Thursday, June 11, 2015

The Right to Notice, Ignored by Government


Law-Gavel
You cannot be found guilty unless you KNOWINGLY violated the law. The way they get around this is they PRESUME you KNOW the law. The millions of laws they enact each year, you are supposed to know, so Congress just has to write a law and you are PRESUMED to know what they wrote.
One of the greatest tyrannies of government is the enactment of so many laws, and then they simply left it to private printers, as they still do today to publish books, which declare the laws a man could lose his property and life for violating. In the 1640s and 1650s, pamphlets published in London regularly demanded that Parliament compile and distribute an official publication of existing statutory law, for government could pass a law, arrest you, despite you having no idea such a law had been passed. At the time, the official collection of Parliamentary acts was kept in the Tower of London, and it was left to private printers to issue printed editions of English law.
Finally, in 1647 a pamphlet entitled The Lawyers Bane urged members of Parliament to summarize and publish the corpus of statutory law enacted over the centuries because men should “understand those laws and ordinances by which their rights, privileges, interests, and estates are secured.” This tyranny is also prohibited in the U.S. Constitution, known as the Ex Post Facto Clause, whereby no one shall be held criminally for a crime enacted retroactively. Of course, pro-government judges have declared that does not apply to property, only one’s life and person. When it comes to money, there is no notice requirement.
Today, you can be prosecuted for some law that is not even applied as it was intended. Khairullozhon Matanov is a 24-year-old former cab driver from Quincy, Massachusetts.
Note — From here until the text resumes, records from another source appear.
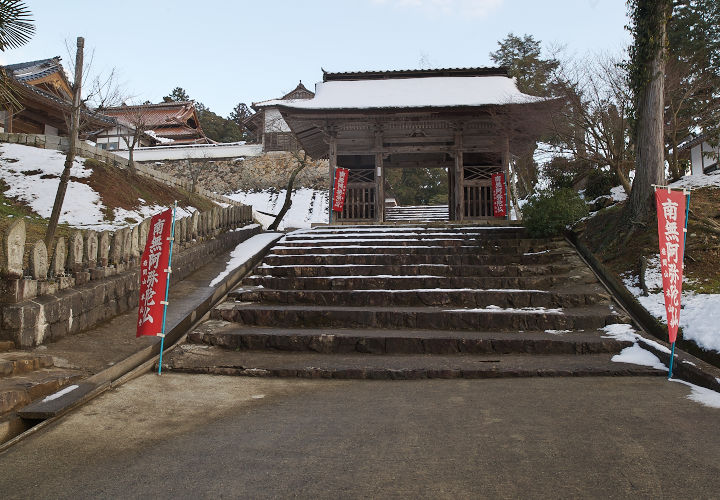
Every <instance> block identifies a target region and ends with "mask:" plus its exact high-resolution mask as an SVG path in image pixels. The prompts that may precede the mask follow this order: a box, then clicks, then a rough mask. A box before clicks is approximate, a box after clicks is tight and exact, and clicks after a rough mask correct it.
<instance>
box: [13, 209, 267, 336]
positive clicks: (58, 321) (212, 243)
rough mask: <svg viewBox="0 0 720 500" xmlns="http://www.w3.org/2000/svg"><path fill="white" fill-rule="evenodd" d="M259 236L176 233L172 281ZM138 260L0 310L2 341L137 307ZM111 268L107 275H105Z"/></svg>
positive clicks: (240, 229) (73, 324) (255, 226)
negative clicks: (111, 270) (51, 292)
mask: <svg viewBox="0 0 720 500" xmlns="http://www.w3.org/2000/svg"><path fill="white" fill-rule="evenodd" d="M183 220H184V219H183ZM203 224H204V223H203ZM259 232H260V227H259V226H257V225H254V226H249V227H245V228H239V229H234V230H225V231H224V232H222V233H219V234H212V235H211V234H210V233H207V238H203V237H202V236H198V238H199V240H188V239H183V233H179V234H178V237H179V238H180V240H177V241H176V243H175V247H174V249H173V263H172V268H173V280H176V281H180V280H182V279H184V278H186V277H187V276H188V275H190V274H191V273H192V272H193V271H195V270H196V269H198V268H200V267H202V266H203V265H204V264H206V263H207V262H208V261H209V260H211V259H212V258H213V257H214V256H216V255H218V254H220V253H222V252H224V251H227V250H229V249H230V248H232V247H234V246H236V245H237V244H238V243H240V242H242V241H244V240H246V239H247V238H249V237H250V236H253V235H255V234H257V233H259ZM191 233H192V231H191V232H190V233H185V234H191ZM203 239H204V241H202V240H203ZM123 248H124V247H123ZM122 253H123V252H121V254H122ZM138 257H139V256H138ZM137 260H138V258H137V257H136V258H134V260H133V259H130V260H128V261H120V262H118V264H114V265H113V264H111V265H110V266H102V267H97V268H95V270H101V272H99V273H96V274H97V275H98V276H100V275H101V277H100V278H99V279H92V280H89V281H85V282H83V284H78V283H77V282H76V283H75V285H76V286H74V287H72V288H67V289H65V290H62V291H57V290H55V291H54V292H53V293H49V294H45V295H42V296H38V297H35V298H33V299H32V300H23V301H20V302H17V303H13V304H7V305H4V306H3V307H2V309H1V310H0V313H1V314H0V317H1V320H0V340H11V341H13V342H15V345H16V346H17V347H18V348H24V347H30V346H35V345H39V344H42V343H43V342H47V341H52V340H57V339H59V338H61V337H64V336H65V335H68V334H74V333H78V332H81V331H83V330H86V329H89V328H92V327H93V326H95V325H96V324H98V323H100V322H102V321H106V320H108V319H110V318H112V317H114V316H116V315H118V314H122V313H125V312H127V311H129V310H131V309H133V308H135V307H137V305H138V294H139V280H140V269H139V267H138V266H137ZM110 269H112V271H111V272H110V271H105V270H110ZM78 273H88V271H78V272H76V273H75V276H66V277H62V278H61V279H68V280H72V279H77V274H78ZM3 281H4V280H3ZM27 281H30V280H27Z"/></svg>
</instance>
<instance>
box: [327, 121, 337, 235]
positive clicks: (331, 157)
mask: <svg viewBox="0 0 720 500" xmlns="http://www.w3.org/2000/svg"><path fill="white" fill-rule="evenodd" d="M328 143H329V146H330V153H329V161H328V163H329V164H330V200H329V203H328V211H329V213H328V222H329V223H330V224H332V223H333V222H335V211H334V210H333V209H332V200H333V195H334V194H335V193H333V187H334V186H335V168H337V134H334V133H332V134H330V137H329V140H328Z"/></svg>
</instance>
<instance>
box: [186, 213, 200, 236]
mask: <svg viewBox="0 0 720 500" xmlns="http://www.w3.org/2000/svg"><path fill="white" fill-rule="evenodd" d="M198 219H199V215H198V211H197V210H195V211H194V212H193V214H192V217H190V237H189V238H188V239H195V238H197V235H198Z"/></svg>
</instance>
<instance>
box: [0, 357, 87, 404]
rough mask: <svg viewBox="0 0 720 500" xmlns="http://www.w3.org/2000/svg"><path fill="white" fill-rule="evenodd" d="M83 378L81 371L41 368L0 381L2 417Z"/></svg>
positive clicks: (0, 394) (3, 379)
mask: <svg viewBox="0 0 720 500" xmlns="http://www.w3.org/2000/svg"><path fill="white" fill-rule="evenodd" d="M82 377H83V374H82V373H81V372H79V371H74V370H60V369H57V368H41V369H39V370H35V371H32V372H29V373H25V374H22V375H17V376H14V377H7V378H3V379H0V415H2V414H5V413H7V412H10V411H16V410H18V409H19V408H22V407H23V406H26V405H28V404H30V403H31V402H32V401H34V400H36V399H39V398H43V397H46V396H48V395H50V394H53V393H54V392H56V391H58V390H59V389H62V388H63V387H65V386H67V385H69V384H72V383H73V382H76V381H78V380H80V379H81V378H82Z"/></svg>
The night of the Boston Marathon bombings, he had dinner with Tamerlan and Dhzokhar Tsarnaev at a kebob restaurant in Somerville. Four days later, Matanov saw photographs of his friends listed as suspects in the bombings on the CNN and FBI websites. Later that day, he went to the local police. He told them that he knew the Tsarnaev brothers and that they’d had dinner together that week. However, he lied about whose idea it was to have dinner, lied about exactly when he had looked at the Tsarnaevs’ photos on the internet, lied about whether Tamerlan lived with his wife and daughter, and lied about when he and Tamerlan had last prayed together. Matanov likely lied to distance himself from the brothers or to cover up his own jihadist sympathies — or maybe he was just confused.
The government never alleged that Matanov was involved in the bombings or that he knew about them beforehand. Nevertheless, Matanov’s case demonstrates that (1) you do not have to know you violated any law to be criminally imprisoned, and (2) you are better off never contacting the government about anything, for they will prosecute you even for being a good citizen.
The government charged Matanov with four counts of obstruction of justice; three counts for making false statements based on the aforementioned lies (that were irrelevant to the case); one count for destroying “any record, document or tangible object” with intent to obstruct a federal investigation.
This last charge of obstructing justice was for deleting videos on his computer they argue might have demonstrated his own terrorist sympathies for clearing his browser history. So just knowing these guys and going to the government should have demonstrated he did not have terrorist sympathies, but that was their reason for charging him, for they might have had a case but do not know. So the new standard would mean that using anything incognito becomes a chargeable crime.
They can pass a law like destroying records under the Sarbanes-Oxley Act, a law enacted by Congress in the wake of the Enron scandal, and if federal prosecutors can make it fit anything else, they will. In the case of John Yates, he was charged with throwing overboard three undersized fish and the government charged him with destroying evidence. The Supreme Court ruled in favor of Yates. But at what cost? If you do not have the money for lawyers, there is no right to equal justice.
So you do not even need to know the law. They can write a law because of Enron and it will be creatively applied to throwing fish overboard or erasing your browser. This is the problem with law – we have no idea what law is or could be.